For the “pathogenic” category (173,150 variants) in the COSMIC, VIC (automated step) classified 6/14, 783 (14,789, 8.54%) variants as strong/potential clinical significance, and the rest as uncertain significance (158,353, 91.45%) or benign/likely benign (8, 0.0046%). In the “neutral” category of COSMIC (50,475 variants), VIC (automated step) classified 416 (0.82%) variants as potential clinical significance, 50,026 (99.11%) variants as uncertain significance, and the rest 33 variants as benign/likely benign (0.065%). In addition, for the 48,935 variants without any classification labels in the COSMIC database, VIC (automated step) classified 567 (1.16%) as potential clinical significance and 5 as benign/likely benign (0.01%) and classified the remaining variants (48,363, 98.83%) as uncertain significance. In summary, among 272,560 coding variants retrieved from COSMIC, VIC identified 15,772 variants as having strong or potential clinical significance, 256,742 as uncertain significances, and 46 as benign/likely benign (Table 2). These classifications suggest that VIC (automated step) gives far more conservative classifications than COSMIC.

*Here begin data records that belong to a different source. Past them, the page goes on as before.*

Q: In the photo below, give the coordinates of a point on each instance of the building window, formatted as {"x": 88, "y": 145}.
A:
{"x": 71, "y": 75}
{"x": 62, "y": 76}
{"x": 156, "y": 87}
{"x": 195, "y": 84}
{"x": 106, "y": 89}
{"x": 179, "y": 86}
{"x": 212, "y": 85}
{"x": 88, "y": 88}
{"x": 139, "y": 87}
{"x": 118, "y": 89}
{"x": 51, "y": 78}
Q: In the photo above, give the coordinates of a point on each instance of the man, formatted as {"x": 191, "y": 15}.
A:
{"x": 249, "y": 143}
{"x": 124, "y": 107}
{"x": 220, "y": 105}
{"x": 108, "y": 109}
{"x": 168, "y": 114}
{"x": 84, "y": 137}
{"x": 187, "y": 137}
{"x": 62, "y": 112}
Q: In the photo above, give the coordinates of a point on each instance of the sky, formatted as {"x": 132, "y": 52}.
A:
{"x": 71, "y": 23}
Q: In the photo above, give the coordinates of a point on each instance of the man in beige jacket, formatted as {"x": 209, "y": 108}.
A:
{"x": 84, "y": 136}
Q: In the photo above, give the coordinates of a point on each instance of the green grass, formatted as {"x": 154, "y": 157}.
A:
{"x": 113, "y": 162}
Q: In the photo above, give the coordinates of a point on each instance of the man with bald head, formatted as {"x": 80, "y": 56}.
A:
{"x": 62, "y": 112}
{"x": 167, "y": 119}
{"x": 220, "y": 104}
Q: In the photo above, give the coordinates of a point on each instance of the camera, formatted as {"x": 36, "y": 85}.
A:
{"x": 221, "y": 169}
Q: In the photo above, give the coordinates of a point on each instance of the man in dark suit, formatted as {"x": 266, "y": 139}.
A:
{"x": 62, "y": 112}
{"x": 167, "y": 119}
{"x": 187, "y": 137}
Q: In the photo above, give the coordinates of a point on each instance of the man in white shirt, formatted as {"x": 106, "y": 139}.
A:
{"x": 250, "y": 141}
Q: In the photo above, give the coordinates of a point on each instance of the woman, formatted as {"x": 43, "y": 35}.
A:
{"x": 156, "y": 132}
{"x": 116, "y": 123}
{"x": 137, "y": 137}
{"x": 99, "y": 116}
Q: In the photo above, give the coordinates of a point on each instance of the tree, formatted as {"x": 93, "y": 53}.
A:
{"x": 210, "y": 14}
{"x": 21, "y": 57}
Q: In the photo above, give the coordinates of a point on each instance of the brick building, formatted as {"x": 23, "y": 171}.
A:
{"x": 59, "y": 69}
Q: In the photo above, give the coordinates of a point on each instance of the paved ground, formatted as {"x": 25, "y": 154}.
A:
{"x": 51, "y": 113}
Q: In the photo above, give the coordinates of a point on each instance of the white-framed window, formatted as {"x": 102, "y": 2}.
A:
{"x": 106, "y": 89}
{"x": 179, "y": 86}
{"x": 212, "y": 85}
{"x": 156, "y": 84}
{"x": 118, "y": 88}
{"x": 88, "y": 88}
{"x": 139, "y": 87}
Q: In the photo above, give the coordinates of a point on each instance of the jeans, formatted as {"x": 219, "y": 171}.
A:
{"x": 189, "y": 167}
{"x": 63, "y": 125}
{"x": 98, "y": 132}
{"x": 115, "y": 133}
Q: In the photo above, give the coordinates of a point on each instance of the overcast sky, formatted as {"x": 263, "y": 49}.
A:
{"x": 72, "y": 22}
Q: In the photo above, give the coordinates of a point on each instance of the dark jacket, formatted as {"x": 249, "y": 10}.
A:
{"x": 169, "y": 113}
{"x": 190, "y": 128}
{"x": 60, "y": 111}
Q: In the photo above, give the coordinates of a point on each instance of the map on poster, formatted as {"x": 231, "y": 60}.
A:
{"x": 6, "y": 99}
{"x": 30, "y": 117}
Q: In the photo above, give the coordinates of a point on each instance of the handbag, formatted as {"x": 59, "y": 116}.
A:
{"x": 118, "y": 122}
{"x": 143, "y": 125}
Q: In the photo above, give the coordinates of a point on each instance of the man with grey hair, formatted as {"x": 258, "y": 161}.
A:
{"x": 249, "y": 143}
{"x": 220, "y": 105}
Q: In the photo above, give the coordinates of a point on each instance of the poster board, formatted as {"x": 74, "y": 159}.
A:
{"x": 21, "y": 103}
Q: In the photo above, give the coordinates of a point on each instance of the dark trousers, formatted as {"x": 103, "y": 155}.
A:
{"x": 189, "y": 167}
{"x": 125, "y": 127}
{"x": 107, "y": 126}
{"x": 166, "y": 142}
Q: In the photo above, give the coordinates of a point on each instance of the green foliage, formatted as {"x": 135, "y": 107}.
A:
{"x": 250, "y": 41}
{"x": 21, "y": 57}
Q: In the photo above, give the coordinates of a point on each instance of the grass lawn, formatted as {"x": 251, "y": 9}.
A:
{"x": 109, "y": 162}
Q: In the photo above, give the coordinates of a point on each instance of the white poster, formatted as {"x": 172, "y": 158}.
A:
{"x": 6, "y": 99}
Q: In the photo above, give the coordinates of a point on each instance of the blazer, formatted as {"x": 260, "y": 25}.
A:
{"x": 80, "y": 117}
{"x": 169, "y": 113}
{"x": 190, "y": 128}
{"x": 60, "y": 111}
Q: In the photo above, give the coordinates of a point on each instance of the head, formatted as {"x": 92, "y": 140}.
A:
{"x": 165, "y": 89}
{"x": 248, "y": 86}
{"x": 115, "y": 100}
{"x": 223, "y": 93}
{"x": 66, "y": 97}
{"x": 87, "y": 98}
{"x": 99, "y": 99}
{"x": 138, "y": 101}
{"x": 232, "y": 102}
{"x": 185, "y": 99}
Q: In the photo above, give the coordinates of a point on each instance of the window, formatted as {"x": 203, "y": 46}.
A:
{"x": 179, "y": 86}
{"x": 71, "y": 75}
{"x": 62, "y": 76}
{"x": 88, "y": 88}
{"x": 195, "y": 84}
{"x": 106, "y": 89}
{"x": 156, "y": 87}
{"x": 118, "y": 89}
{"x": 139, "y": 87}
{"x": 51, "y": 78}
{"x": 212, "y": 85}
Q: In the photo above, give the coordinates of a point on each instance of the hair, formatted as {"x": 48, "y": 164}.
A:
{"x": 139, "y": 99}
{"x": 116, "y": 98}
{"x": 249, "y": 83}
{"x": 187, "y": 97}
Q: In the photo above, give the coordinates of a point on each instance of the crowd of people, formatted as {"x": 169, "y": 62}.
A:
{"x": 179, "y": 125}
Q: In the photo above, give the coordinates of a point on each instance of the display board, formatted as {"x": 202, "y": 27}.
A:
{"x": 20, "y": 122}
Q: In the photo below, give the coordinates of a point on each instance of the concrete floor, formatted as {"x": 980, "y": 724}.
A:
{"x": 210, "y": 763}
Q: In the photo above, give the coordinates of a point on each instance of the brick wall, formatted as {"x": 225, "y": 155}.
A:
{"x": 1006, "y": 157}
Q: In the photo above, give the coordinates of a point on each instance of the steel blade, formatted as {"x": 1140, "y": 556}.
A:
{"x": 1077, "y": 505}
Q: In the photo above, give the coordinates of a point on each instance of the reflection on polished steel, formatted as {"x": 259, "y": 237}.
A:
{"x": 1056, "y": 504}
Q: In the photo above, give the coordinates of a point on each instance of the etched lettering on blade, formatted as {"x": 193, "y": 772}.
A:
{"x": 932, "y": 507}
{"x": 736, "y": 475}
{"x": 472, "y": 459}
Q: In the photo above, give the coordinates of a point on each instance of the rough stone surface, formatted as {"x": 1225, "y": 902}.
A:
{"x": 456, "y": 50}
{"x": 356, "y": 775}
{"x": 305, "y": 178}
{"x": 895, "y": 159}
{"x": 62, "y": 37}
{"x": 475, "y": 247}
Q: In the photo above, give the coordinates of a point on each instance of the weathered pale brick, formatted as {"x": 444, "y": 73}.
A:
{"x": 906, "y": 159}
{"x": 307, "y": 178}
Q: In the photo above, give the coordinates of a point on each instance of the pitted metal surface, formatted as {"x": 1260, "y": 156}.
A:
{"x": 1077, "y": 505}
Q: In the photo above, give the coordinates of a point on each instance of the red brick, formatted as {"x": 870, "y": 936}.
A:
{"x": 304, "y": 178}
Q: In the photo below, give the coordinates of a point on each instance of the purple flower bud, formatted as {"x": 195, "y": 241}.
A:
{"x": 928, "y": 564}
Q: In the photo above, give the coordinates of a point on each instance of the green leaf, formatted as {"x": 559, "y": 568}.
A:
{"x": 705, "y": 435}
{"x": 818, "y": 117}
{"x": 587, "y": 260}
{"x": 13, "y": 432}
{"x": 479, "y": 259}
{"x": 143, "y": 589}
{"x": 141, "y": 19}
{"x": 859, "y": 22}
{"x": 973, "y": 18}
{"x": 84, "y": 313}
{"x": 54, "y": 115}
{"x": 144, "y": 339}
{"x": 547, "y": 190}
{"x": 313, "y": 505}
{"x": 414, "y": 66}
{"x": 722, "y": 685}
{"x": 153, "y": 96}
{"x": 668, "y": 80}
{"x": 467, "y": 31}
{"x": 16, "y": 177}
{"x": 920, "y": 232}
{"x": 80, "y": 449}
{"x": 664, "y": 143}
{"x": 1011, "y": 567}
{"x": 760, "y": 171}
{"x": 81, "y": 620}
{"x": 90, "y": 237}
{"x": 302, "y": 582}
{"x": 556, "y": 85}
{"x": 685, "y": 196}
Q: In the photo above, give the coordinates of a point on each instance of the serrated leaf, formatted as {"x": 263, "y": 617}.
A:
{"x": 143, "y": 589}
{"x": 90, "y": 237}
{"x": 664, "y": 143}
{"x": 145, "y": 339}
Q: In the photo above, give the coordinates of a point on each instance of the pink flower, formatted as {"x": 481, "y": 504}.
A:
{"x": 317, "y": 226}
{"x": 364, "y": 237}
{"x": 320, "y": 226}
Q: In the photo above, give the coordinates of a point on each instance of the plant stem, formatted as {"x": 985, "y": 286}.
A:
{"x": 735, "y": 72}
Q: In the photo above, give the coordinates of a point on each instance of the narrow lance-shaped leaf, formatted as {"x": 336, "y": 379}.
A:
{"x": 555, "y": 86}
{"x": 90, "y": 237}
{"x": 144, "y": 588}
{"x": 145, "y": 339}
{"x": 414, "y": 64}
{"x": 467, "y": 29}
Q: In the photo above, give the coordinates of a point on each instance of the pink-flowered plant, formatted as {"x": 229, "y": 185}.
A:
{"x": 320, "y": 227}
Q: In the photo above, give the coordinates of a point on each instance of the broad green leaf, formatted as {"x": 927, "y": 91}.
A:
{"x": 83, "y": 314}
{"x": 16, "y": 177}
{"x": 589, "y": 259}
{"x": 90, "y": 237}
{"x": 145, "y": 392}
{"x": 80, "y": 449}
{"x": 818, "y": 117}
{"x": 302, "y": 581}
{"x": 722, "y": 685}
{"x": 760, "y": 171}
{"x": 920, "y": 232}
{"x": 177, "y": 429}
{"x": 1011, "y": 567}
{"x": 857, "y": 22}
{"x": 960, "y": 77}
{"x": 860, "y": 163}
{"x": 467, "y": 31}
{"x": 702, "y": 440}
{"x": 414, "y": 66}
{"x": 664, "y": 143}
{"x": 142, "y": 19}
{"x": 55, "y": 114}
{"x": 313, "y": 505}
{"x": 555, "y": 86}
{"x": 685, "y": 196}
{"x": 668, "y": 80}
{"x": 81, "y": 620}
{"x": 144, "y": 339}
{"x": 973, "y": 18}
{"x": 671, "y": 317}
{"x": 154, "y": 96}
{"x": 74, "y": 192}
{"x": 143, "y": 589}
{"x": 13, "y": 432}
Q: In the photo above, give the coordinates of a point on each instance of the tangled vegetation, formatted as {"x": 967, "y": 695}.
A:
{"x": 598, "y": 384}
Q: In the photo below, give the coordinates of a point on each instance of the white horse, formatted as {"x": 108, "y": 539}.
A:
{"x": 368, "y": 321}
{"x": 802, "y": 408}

The disagreement between COSMIC and VIC is not surprising due to the lack of confirmed information of many variants. For instance, the mutation c.962C>T located in the coding region of gene PABPC1 was recorded as “pathogenic” in COSMIC, but was classified as “uncertain significance” in VIC. Many factors can contribute to this contradictory scenario. The predictive bioinformatics tools in VIC indicated that this variant may alter protein function and the MAF was less than 0.005. However, the biological function of this variant in the cancer-related signaling pathway requires more thorough research. Additionally, there was no available targeted therapy/drugs described for this variant in the FDA or other professional guidelines. Therefore, VIC conservatively categorized this variant as “uncertain significance” due to the lack of strong supporting evidence. On the contrary, variant rs28934571 (GRCh37:17:7577534:C>A) was recorded as “neutral” in COSMIC but rated as “potential clinical significance” by VIC. The differences can be attributed to several reasons: this variant was included in our internal therapeutic database, it was a nonsynonymous SNV in the exonic region of TP53, it was absent in the population databases (extremely low MAF), it was present in ICGC, it was predicted as damaging by seven tools, TP53 was involved in a critical cancer-associated pathway, and there was a “pathogenic” record of this variant in ClinVar. These examples illustrated that VIC uses multiple sources of information to derive a set of evidence to help manual review and interpretation of somatic mutations and ensures reproducibility by documenting the source of the evidence used. It serves a different purpose than typical bioinformatics tools that give in silico prediction on whether a variant is likely to alter protein function.
Comparative analysis with CGI
The CGI  is a platform that systematizes the interpretation of cancer genomes. There are four categories of variants in CGI: known, predicted driver, predicted passenger, and not protein affecting. We downloaded four clinical example datasets as well as the validated oncogenic mutations from the CGI website (https://www.cancergenomeinterpreter.org, last accessed in June 2019) for reclassification of variants with VIC. The four example datasets include annotations of variants in two sets of colorectal cancers, chronic lymphocytic leukemia, NSCLC, and bladder carcinoma. Their catalogues of validated oncogenic mutations aggregate data in the DoCM , ClinVar, and OncoKB as well as the results of various publications.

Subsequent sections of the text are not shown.